Inizialmente era prevista la costruzione di una nuova pista da bob a Cortina d’Ampezzo per 40 milioni di euro. Al momento non ci sono posti di lavoro in Italia. Il canale di ghiaccio, che durante le Olimpiadi di Torino raggiunse la velocità massima di 130 chilometri orari, non esiste più. Cesana Bariol, come veniva chiamato il complesso, è stato demolito alla fine del 2012 perché costava più di quanto generava.

Lo scorso fine settimana, durante la riunione del CIO a Mumbai, il capo del Comitato Olimpico Italiano ha spiegato che i costi per la costruzione di una nuova pista da bob sarebbero il doppio di quanto preventivato. E non ne vale la pena, perché una cosa del genere non verrà mai compensata, come ha dimostrato l’esperienza del 2006.

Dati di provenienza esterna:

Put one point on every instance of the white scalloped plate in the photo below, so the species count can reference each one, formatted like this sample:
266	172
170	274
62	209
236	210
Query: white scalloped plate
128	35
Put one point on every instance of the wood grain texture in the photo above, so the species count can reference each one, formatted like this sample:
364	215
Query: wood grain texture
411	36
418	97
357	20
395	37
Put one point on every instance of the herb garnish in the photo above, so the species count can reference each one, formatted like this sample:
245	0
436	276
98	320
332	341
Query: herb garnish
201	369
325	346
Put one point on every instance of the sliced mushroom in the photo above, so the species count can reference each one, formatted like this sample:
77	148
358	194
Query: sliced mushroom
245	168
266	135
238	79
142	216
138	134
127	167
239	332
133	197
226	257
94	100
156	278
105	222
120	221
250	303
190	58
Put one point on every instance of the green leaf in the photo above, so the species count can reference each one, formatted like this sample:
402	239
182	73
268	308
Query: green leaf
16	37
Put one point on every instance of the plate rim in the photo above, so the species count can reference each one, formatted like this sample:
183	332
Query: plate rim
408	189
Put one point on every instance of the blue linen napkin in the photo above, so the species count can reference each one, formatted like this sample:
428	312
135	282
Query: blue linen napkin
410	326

Il CIO approva il cambiamento di sede perché recentemente è diventata chiara la politica secondo cui gli alloggi olimpici continueranno ad essere utilizzati dopo i Giochi. Le possibilità di riutilizzo erano comunque scarse, dato che il bob è uno sport molto giovane. Non è un caso che ci siano solo diciassette piste da bob nel mondo e undici in Europa.

Rompere con Sochi

Il Comitato Olimpico Internazionale e il comitato organizzatore dei prossimi Giochi invernali stanno esaminando i costi con maggiore attenzione rispetto al passato. Quando i russi spesero 40 miliardi di euro per i Giochi di Sochi nel 2014, i funzionari sportivi sembravano non considerare questo un problema, ma ora è diventato chiaro che è sempre più difficile trovare paesi e città disposti a pagare per i Giochi. Festival dello Sport Olimpico. I costi per la società sono alti, così come lo è il clima.

In precedenza il campo di pattinaggio sul ghiaccio a Baselja dei Pini era chiuso. Per coprire la pista di pattinaggio all’aperto esistente sono stati necessari circa 75 milioni di euro. Anche quello era pazzesco. Pertanto le gare su pista lunga si svolgeranno su una pista provvisoria nella sala conferenze esistente.

Sankt Moritz o Innsbruck sono località alternative più ovvie per il bob. Sia che il fisico scheletrico belga Kim Millemans gareggerà presto in Svizzera o in Austria, questa sarà la prima volta che le Olimpiadi invernali non saranno organizzate in un paese.

In realtà è successo ai Giochi estivi. Ad esempio, nel 1956, gli sport equestri si tenevano a Stoccolma anziché nel paese ospitante, l’Australia, e alcune delle gare di vela ai Giochi di Anversa del 1920 si disputarono nei Paesi Bassi.